Don’t glaze over.  It’s much tastier than you think.

You see, while you were at the off-site strategic communications planning session, governance grew up.

That’s right.  In the age of the shared digital customer journey, governance trumps culture, according to a new qualitative report by Altimeter on the opinions of “strategists and executives who are responsible for or influence their organization’s social business governance.”

Seeking to “address the disconnect between strategy and governance” the report says both are equally important and key to social business success.

But before you get bent out of shape by the idea that governance is as important as strategy, you should know that authors take a broader view of what has traditionally been considered “governance” up to now.

It’s not just compliance.

It’s a way to scale social newsfeeds, improve online customer service, enable employee advocacy and manage risk, and you do it by aligning “People, Policies, Processes and Practices.

You can’t optimize your customer’s experience with social media unless everyone who plays a role in the journey is engaged.

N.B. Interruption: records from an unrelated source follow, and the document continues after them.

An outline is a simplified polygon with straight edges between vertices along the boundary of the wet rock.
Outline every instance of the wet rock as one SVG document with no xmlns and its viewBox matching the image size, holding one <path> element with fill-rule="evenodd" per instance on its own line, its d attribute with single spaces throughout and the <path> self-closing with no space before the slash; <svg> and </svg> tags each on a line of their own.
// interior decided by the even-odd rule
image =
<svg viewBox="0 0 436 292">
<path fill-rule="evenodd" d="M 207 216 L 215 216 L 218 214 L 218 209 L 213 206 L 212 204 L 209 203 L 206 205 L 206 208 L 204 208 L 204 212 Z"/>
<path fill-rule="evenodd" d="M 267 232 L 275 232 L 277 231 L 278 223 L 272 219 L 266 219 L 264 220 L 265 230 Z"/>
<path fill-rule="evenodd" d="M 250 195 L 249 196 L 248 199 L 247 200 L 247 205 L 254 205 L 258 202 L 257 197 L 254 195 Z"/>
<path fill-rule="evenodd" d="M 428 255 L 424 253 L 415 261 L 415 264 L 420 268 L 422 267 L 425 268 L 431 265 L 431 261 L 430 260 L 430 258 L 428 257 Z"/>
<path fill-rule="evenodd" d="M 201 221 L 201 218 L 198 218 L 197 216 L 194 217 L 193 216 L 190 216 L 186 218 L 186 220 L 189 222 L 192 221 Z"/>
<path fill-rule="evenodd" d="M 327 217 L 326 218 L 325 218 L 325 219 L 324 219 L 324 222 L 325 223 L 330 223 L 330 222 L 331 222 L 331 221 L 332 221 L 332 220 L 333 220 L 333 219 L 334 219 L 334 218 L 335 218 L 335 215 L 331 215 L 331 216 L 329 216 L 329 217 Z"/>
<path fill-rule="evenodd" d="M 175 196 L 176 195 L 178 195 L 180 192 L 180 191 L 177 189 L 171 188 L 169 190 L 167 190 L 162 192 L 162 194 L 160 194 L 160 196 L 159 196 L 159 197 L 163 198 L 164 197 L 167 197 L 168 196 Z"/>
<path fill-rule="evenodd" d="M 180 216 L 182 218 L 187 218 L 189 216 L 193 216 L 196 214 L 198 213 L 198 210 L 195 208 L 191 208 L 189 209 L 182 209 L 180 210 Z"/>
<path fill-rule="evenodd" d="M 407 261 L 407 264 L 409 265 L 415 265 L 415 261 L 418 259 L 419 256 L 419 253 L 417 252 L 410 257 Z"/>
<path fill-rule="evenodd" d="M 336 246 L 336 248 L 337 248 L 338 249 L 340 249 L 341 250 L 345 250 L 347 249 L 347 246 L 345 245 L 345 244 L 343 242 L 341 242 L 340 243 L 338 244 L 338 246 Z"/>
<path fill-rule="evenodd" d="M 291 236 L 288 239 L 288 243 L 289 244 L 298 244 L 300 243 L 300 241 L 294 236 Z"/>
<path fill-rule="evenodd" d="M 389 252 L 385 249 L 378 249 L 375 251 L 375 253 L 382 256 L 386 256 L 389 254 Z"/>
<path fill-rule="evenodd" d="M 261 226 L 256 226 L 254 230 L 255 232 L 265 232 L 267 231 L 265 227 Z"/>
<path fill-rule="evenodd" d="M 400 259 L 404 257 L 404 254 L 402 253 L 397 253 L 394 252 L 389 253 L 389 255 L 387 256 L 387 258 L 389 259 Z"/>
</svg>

Customers that tweet a product issue aren’t trying find your phone number, so replying with your phone number isn’t helpful. They want to resolve their issue on Twitter.  If you can’t do that, you #fail.

“What started in marketing has spread to customer service, product management and HR.” Encouraging wider spread use of social media requires executive sponsorship. That’s the “People” part of the equation.

In terms of the social media “Policy” piece, the report offers some good suggestion like checking out Chris Boudreaux’s site for comparable examples, building a cross-functional stakeholder coalition and considering the use of social media training  and certification as a way of measuring success, what I found the most interesting are the types of social media policies and guidelines in place at the organizations queried.

  • 75% have employee social media policies in place (we have a course on this)
  • 66% have rules for launching a new corporate social profile
  • 60% include some guidance on social media usage best practices
  • 55% address internal social media usage
  • 47% have a social media privacy policy (we have a course on that too)
  • 46% offer external community management guidance
  • 37% cover employee advocacy

For processes, the authors found that when it comes to social media, the marketing department leads the customer service department, only 37% have any sort of risk mitigation processes in place and a paltry 27% can uncover product insights from social media, despite the fact that nearly two-thirds have social media monitoring platforms (we a course on that too) in place.

And finally, you need “Practices” which is everything from the technology platforms, rule books and employee training programs you use to execute. In addition to leveraging tools like Sprinklr, Hootsuite, Radian6, Netvibes and Nexgate, you need to develop social business skills.

“Social strategists recognize that lack of employee understanding is one of the most important obstacles to achieving their vision.” Social media literacy and compliance training is required to teach employees without an external communications background to use social networks to communicate effectively and responsibly on the public record.

The report — which also includes a useful Social Business Governance Maturity Map and other resources — is a generous contribution to the enablement of enterprise social media adoption.

But I’m not convinced that the “Hub & Spoke” organizational model is necessarily the way to get there. As the use of social media for non-marketing related procedures becomes more common, the day when social networking (like email) becomes a decentralized business process has already arrived at some organization (of which Altimeter is one).